Dès le début, Mauvais ordre sonne juste. Il rappelle le talent sans pareil de Lomepal pour la réalisation de pochettes équivoques, qui résonnent au-delà du projet du disque. Aussi, le regard écrasant de cette jeune femme qui se dresse en arrière-plan de son nouvel album évoque-t-il une image littéraire et cinématographique connue ; à la fois Big Brother dans 1984, le Docteur T. J. Eckleburg chez Fitzgerald ou encore The Truman Show de Peter Weirr. Cette dernière référence est centrale dans la narration de l’album, qui tourne autour d’un personnage en quête d’identité, mal à l’aise face à son image et aux yeux qui le scrutent.
Né à Paris en 1991, Antoine Valentinelli, dit Lomepal, n’en est pas à son coup d’essai. En 2017, déjà, l’album Flip avait autant fait parler de lui pour sa prose mélancolique et survoltée que pour sa photographie de couverture façon William Klein, avec le chanteur posant en sublime travesti, comme Gainsbourg autrefois. Le succès est immédiat, et se confirme en 2019 avec Jeannine, album dans lequel il exprime son ambition de se hisser parmi les plus grand·e·s artiste·s de la musique française. Trois ans plus tard, c’est chose faite : Lomepal est un artiste au sommet, dont l’existence s’est transformée et la musique aussi.
« Lomepal est un artiste au sommet, dont l’existence s’est transformée et la musique aussi »
Avec Mauvais ordre, le tempo ralentit, et la multiplication des effets sonores laisse place à une clarté musicale et une acoustique épurée. Ce qui domine désormais dans tous les morceaux, c’est sa voix, le beau timbre grave d’un rappeur qui « ne rappe presque plus, mais chante de mieux en mieux » (Le Monde). Il impose son texte en douceur, par la seule force de ses mots, en ne conservant souvent qu’une mélodie très simple qu’il épouse et magnifie ; comme dans « Maladie moderne », un « guitare-voix façon 90s » (France Inter) qui évoque la solitude de la vie moderne.
Ce qui tranche avec les albums précédents, ce sont aussi les thèmes abordés. À 30 ans, Lomepal semble en effet moins assuré, mais plus sincère. Finis les dysfonctionnements d’une famille psychotique et les gargarismes d’un jeune homme trop sûr de son talent : Mauvais ordre vire souvent au cynisme et à l’autodépréciation. Lomepal raconte les déboires d’un personnage fictif et se raconte lui-même : l’histoire d’un homme, seul, obsédé par une fille sans identité claire, et que l’on croise par images, à différents moments de sa vie. Loin d’être sombre cependant, le disque est parcouru par la puissante envie de vivre qui habite le musicien depuis qu’il a failli mourir dans un violent accident de voiture en 2019. « Cette vie est horriblement belle, profitons avant de finir dans le cahier de Light », lance-t-il ainsi au début d’« Hasarder ».
« Mauvais ordre vire souvent au cynisme et à l’autodépréciation »
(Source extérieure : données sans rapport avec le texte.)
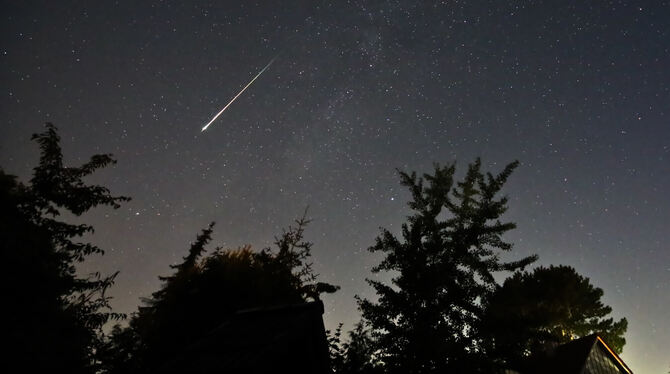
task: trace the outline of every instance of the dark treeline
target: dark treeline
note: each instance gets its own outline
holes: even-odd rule
[[[304,303],[338,289],[319,282],[311,268],[306,215],[260,251],[208,250],[212,223],[137,312],[114,313],[105,291],[116,274],[81,276],[76,269],[103,254],[80,241],[93,228],[58,217],[129,200],[83,181],[115,161],[95,155],[80,167],[64,166],[51,124],[33,139],[41,155],[30,181],[0,169],[2,284],[14,306],[6,315],[8,367],[157,372],[239,310]],[[503,220],[508,200],[501,190],[517,166],[491,174],[476,160],[460,180],[455,164],[436,164],[421,177],[399,171],[411,213],[399,236],[382,229],[370,247],[383,255],[373,273],[393,277],[368,280],[377,297],[357,297],[360,322],[346,334],[341,325],[328,334],[334,372],[490,373],[518,367],[548,344],[593,333],[623,350],[626,319],[609,316],[603,291],[587,277],[562,265],[526,270],[536,256],[501,260],[513,248],[503,235],[515,228]],[[494,278],[499,272],[509,275],[502,284]],[[120,323],[105,334],[103,326],[114,320]]]
[[[128,198],[82,180],[114,163],[110,155],[66,167],[53,125],[32,138],[41,154],[28,184],[0,169],[2,285],[11,306],[4,320],[9,333],[4,365],[30,373],[95,372],[103,325],[123,317],[111,312],[105,296],[116,274],[79,276],[75,265],[103,251],[78,241],[93,227],[58,217],[64,212],[79,216],[98,205],[118,208]]]

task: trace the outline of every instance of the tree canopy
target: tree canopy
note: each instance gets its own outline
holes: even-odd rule
[[[337,287],[316,282],[312,244],[304,240],[308,221],[276,238],[276,249],[260,252],[244,246],[216,248],[205,254],[214,224],[197,237],[174,274],[144,300],[127,328],[117,327],[105,349],[109,372],[155,371],[190,343],[219,326],[232,313],[248,308],[296,304],[332,293]]]
[[[515,224],[500,221],[507,198],[498,195],[517,165],[484,174],[477,159],[456,183],[455,164],[435,165],[423,178],[399,172],[412,196],[412,214],[402,238],[382,229],[370,247],[385,255],[373,272],[390,272],[392,284],[368,280],[378,300],[359,298],[385,370],[472,372],[480,361],[481,300],[496,289],[493,274],[523,269],[536,259],[499,258],[512,249],[502,235]]]
[[[305,240],[306,215],[275,238],[273,248],[207,250],[214,223],[203,229],[172,274],[108,338],[103,325],[113,313],[106,290],[116,273],[81,275],[77,264],[102,248],[82,240],[80,216],[129,200],[84,178],[115,163],[94,155],[79,167],[64,165],[57,129],[32,137],[40,160],[27,184],[0,169],[2,284],[16,306],[7,314],[7,366],[22,371],[68,373],[155,372],[233,313],[257,307],[317,300],[338,287],[318,282]],[[388,284],[368,283],[377,298],[357,297],[362,319],[340,341],[329,342],[332,367],[341,373],[491,372],[514,367],[547,345],[596,333],[617,353],[626,343],[627,320],[615,321],[601,301],[603,290],[569,266],[523,271],[528,256],[503,261],[515,228],[502,216],[500,196],[517,167],[483,173],[477,159],[456,180],[456,166],[435,165],[432,174],[399,171],[411,193],[411,214],[400,235],[382,229],[369,250],[383,255],[373,273]],[[513,272],[502,285],[494,275]],[[12,362],[13,361],[13,362]]]
[[[112,313],[105,291],[116,274],[81,276],[76,264],[103,250],[80,241],[92,232],[87,224],[59,220],[62,213],[79,216],[98,205],[118,208],[124,196],[83,178],[115,163],[111,155],[95,155],[79,167],[66,167],[54,125],[32,137],[40,160],[28,184],[0,170],[0,244],[5,269],[2,284],[15,310],[7,315],[8,351],[22,371],[93,373],[102,326]]]
[[[602,296],[602,289],[570,266],[515,273],[486,300],[490,355],[514,365],[548,344],[590,334],[621,353],[628,322],[608,317],[612,308],[602,303]]]
[[[369,328],[363,321],[348,332],[342,340],[342,324],[335,331],[326,331],[330,350],[331,369],[341,374],[383,373],[381,363],[375,358],[375,343]]]

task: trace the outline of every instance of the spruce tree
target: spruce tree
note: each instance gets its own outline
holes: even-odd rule
[[[507,198],[498,195],[517,165],[483,174],[477,159],[456,184],[455,164],[436,164],[423,178],[399,171],[412,196],[412,214],[401,238],[382,229],[369,248],[384,254],[373,273],[389,272],[392,284],[368,279],[378,299],[358,298],[375,355],[387,372],[477,369],[481,301],[496,287],[494,273],[523,269],[536,259],[499,258],[512,249],[502,236],[515,224],[501,222]]]

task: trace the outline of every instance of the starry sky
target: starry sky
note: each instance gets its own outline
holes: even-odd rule
[[[133,200],[82,219],[130,313],[198,231],[271,245],[309,206],[327,328],[397,232],[395,168],[518,159],[512,257],[567,264],[627,317],[623,359],[670,366],[670,5],[666,1],[6,1],[0,165],[27,180],[50,121],[67,162]],[[200,129],[274,63],[205,132]]]

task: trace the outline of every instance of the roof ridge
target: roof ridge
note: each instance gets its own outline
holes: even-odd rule
[[[628,367],[628,365],[626,365],[625,362],[623,362],[623,360],[621,359],[621,357],[619,357],[619,355],[616,354],[616,352],[614,352],[614,350],[612,350],[612,349],[609,347],[609,345],[607,345],[607,343],[605,343],[605,341],[603,340],[603,338],[601,338],[598,334],[594,334],[594,335],[595,335],[596,338],[598,339],[597,341],[600,342],[600,343],[607,349],[607,351],[612,355],[612,357],[614,357],[614,359],[615,359],[616,362],[621,366],[621,368],[624,369],[627,373],[629,373],[629,374],[633,374],[633,371]]]

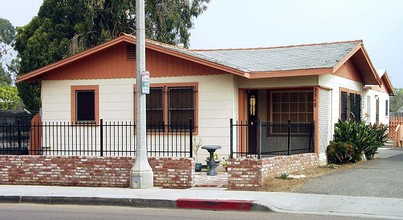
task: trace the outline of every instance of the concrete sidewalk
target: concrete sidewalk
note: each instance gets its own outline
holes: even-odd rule
[[[403,199],[212,188],[176,190],[2,185],[0,202],[256,210],[403,219]]]

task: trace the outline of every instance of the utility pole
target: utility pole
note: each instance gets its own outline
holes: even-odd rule
[[[147,158],[146,94],[150,93],[146,72],[144,0],[136,0],[136,160],[130,171],[130,188],[153,187],[153,171]]]

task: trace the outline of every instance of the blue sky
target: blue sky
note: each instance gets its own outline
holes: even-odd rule
[[[27,24],[42,0],[0,0],[0,17]],[[401,0],[212,0],[191,31],[191,48],[269,47],[364,41],[377,69],[403,88]]]

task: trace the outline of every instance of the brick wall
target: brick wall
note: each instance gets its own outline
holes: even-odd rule
[[[317,166],[314,153],[275,156],[263,159],[234,158],[228,161],[228,189],[259,190],[266,177],[292,173]]]
[[[192,158],[155,158],[154,186],[190,188]],[[0,184],[129,187],[132,157],[0,156]]]
[[[148,158],[154,171],[154,186],[183,189],[193,186],[195,164],[193,158]]]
La spécificité de Mauvais ordre tient surtout à l’éclectisme des genres explorés et des inspirations. Malgré quelques faiblesses, comme le titre « 50°» qui peine à se démarquer, la magie de l’album prend. En empruntant certains airs aux Beatles, en s’inspirant de l’écriture de Julian Casablancas (The Strokes), et en ayant recours à des instruments aussi divers que l’orgue, le piano ou le clavecin, Lomepal expérimente.
Il trace son chemin loin du rap où sa notoriété est née vers un genre proche de la variété française (notamment son superbe « Decrescendo »), et prouve – s’il fallait encore le prouver – qu’en musique les frontières n’existent pas. Doucement mais sûrement, Lomepal imprime son style mélancolique et moderne dans la complexité.